Writing YAML files for Kubernetes can get repetitive and hard to manage, especially if there is a lot of 'copy paste' involved when only a handful of parameters need to be changed from one deployment to the next and there is a 'wall of YAML' that needs to be modified. Enter Helm - a framework for creating, executing and managing Kubernetes deployment templates. What follows is a very high-level demonstration of how Helm can be used to deploy our ML model scoring service - for a comprehensive discussion of Helm's full capabilities (there are a lot of them), please refer to the official documentation. Seldon-Core can also be deployed using Helm and we will cover this in more detail later on.

Installing Helm

As before, the easiest way to install Helm onto Mac OS X is to use the Homebrew package manager,

brew install kubernetes-helm

Helm relies on a dedicated deployment server, referred to as the 'Tiller', to be running within the same Kubernetes cluster we wish to deploy our applications to.
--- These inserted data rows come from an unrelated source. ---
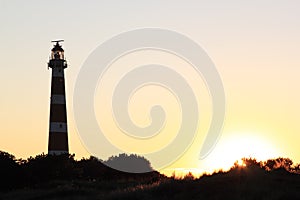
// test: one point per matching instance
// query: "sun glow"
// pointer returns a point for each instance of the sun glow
(233, 149)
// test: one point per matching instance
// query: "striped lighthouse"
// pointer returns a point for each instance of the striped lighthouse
(58, 129)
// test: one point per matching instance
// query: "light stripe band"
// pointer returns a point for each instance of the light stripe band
(58, 99)
(60, 127)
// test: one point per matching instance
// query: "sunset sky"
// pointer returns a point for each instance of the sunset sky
(254, 45)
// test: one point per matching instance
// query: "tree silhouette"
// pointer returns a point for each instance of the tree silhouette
(129, 163)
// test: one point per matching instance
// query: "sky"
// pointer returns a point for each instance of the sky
(253, 44)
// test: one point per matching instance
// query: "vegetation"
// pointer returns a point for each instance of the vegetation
(62, 177)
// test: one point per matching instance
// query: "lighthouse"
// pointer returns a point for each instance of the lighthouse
(58, 129)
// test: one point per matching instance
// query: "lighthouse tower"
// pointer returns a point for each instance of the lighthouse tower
(58, 129)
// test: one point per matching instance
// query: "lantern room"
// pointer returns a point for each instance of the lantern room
(57, 51)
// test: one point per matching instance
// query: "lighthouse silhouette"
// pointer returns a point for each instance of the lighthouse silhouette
(58, 129)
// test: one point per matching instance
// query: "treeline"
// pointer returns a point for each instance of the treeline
(43, 169)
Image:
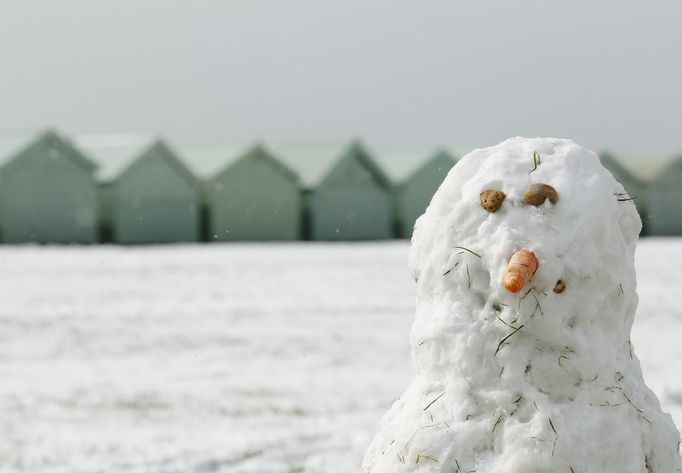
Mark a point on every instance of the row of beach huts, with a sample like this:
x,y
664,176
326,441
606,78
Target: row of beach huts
x,y
132,189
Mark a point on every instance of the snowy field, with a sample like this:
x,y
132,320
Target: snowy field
x,y
233,358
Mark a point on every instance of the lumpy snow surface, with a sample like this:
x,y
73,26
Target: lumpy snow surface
x,y
534,382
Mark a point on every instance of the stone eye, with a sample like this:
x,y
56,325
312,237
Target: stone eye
x,y
536,194
491,200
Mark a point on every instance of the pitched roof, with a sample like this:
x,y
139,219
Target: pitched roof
x,y
113,153
403,163
160,149
12,144
260,153
311,160
356,152
206,160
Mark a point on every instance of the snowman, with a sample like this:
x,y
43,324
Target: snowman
x,y
524,264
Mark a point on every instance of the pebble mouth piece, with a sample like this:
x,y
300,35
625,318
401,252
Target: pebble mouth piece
x,y
520,269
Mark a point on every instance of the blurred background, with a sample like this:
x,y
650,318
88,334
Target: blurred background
x,y
306,137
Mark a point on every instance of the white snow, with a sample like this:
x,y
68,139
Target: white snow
x,y
534,382
233,358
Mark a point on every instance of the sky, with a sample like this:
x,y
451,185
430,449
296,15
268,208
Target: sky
x,y
394,72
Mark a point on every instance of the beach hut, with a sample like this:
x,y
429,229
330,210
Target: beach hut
x,y
663,201
633,186
48,192
256,197
415,192
353,201
148,194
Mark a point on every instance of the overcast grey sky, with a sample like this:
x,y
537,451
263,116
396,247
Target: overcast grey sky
x,y
396,72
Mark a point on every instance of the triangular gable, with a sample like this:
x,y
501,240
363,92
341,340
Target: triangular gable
x,y
620,172
159,149
440,159
354,155
670,175
113,153
49,136
260,153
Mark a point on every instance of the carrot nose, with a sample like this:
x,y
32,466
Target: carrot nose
x,y
520,269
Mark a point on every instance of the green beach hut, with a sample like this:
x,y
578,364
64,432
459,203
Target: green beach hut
x,y
353,201
664,195
414,193
633,186
255,197
48,192
149,196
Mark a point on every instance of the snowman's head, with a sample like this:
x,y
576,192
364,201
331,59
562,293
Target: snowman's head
x,y
557,202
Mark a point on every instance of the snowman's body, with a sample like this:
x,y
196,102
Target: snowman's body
x,y
539,381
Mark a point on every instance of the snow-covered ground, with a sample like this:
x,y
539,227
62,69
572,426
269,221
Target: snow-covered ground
x,y
233,358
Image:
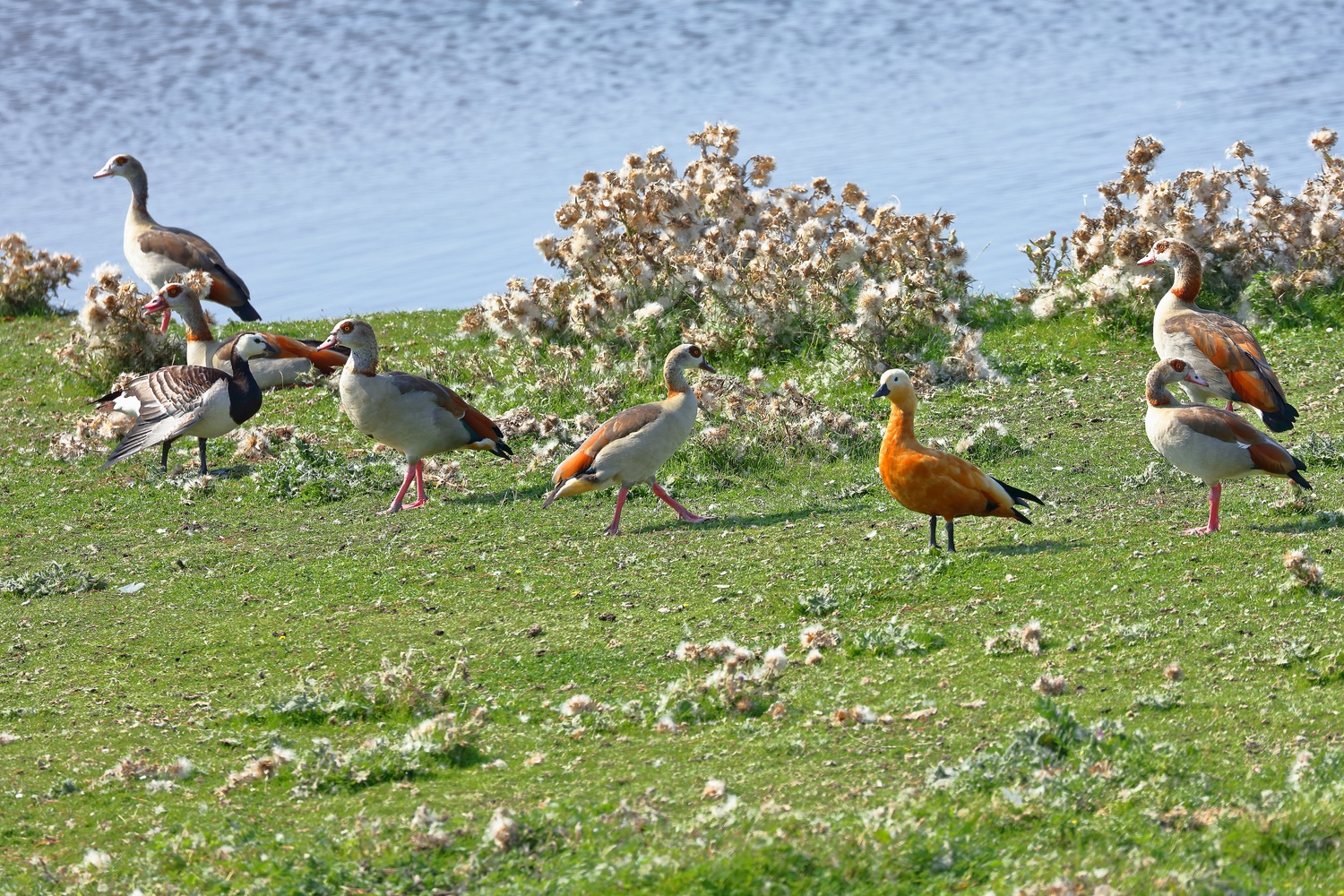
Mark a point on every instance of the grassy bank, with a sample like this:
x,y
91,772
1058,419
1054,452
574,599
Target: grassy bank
x,y
359,696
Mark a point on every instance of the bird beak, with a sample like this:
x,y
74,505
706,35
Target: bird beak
x,y
158,304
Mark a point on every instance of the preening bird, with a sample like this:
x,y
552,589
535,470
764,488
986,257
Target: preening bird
x,y
297,357
935,482
631,446
414,416
159,254
188,400
1220,349
1209,443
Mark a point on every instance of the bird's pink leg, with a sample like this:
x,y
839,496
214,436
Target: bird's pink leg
x,y
1215,495
680,511
419,487
620,503
397,501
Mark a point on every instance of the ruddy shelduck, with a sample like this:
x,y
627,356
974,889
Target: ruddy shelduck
x,y
929,481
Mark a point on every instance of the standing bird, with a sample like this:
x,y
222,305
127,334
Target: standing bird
x,y
159,254
416,416
193,401
631,446
297,357
1223,352
930,481
1207,443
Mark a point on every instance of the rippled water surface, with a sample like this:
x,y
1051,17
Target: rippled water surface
x,y
365,156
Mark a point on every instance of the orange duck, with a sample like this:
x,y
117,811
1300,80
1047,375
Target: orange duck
x,y
930,481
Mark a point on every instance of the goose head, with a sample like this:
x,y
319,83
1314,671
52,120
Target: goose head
x,y
897,387
351,333
172,297
1175,370
250,346
121,166
1169,252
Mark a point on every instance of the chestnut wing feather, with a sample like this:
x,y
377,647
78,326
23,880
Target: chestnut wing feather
x,y
632,419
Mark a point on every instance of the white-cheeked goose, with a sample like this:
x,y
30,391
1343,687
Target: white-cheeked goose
x,y
297,357
159,254
1223,352
195,401
416,416
1209,443
631,446
935,482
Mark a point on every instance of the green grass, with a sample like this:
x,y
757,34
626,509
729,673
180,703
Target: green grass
x,y
273,598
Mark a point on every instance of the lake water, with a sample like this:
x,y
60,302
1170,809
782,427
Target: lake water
x,y
367,156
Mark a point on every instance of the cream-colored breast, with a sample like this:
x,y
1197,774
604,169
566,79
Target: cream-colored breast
x,y
639,455
411,422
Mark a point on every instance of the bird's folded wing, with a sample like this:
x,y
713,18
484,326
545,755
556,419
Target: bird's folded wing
x,y
618,427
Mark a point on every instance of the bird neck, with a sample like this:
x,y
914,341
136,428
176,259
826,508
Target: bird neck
x,y
900,425
363,360
675,378
1156,392
1188,274
139,191
194,319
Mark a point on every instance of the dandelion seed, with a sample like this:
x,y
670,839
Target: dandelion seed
x,y
502,831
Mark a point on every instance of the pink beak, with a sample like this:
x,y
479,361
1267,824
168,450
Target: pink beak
x,y
158,304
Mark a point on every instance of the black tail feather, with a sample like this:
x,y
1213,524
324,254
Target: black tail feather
x,y
1018,495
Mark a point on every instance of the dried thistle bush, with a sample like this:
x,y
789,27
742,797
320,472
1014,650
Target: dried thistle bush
x,y
30,277
1246,228
718,257
113,336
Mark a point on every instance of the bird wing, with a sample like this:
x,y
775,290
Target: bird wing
x,y
1233,349
480,425
629,421
194,253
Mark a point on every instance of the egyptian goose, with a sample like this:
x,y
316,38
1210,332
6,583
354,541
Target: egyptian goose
x,y
159,254
410,413
1223,352
930,481
297,357
190,400
1207,443
631,446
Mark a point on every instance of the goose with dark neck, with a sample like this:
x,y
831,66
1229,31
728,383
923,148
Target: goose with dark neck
x,y
188,400
1223,352
159,254
297,357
Before we deploy Tiller we need to create a cluster-wide super-user role to assign to it (via a dedicated service account),

kubectl --namespace kube-system create serviceaccount tiller
kubectl create clusterrolebinding tiller \
    --clusterrole cluster-admin \
    --serviceaccount=kube-system:tiller

We can now deploy the Helm Tiller to your Kubernetes cluster using,

helm init --service-account tiller

Deploy our ML Model Scoring Service

To initiate a new deployment - referred to as a 'chart' in Helm terminology - run,

helm create NAME-OF-YOUR-HELM-CHART

This creates a new directory - e.g. helm-ml-score-app as included with this repository - with the following high-level directory structure,

helm-ml-score-app/
 | -- charts/
 | -- templates/
 | Chart.yaml
 | values.yaml

Briefly, the charts directory contains other charts that our new chart will depend on (we will not make use of this), the templates directory contains our Helm templates, Chart.yaml contains core information for our chart (e.g. name and version information) and values.yaml contains default values to render our templates with (in the case that no values are passed from the command line).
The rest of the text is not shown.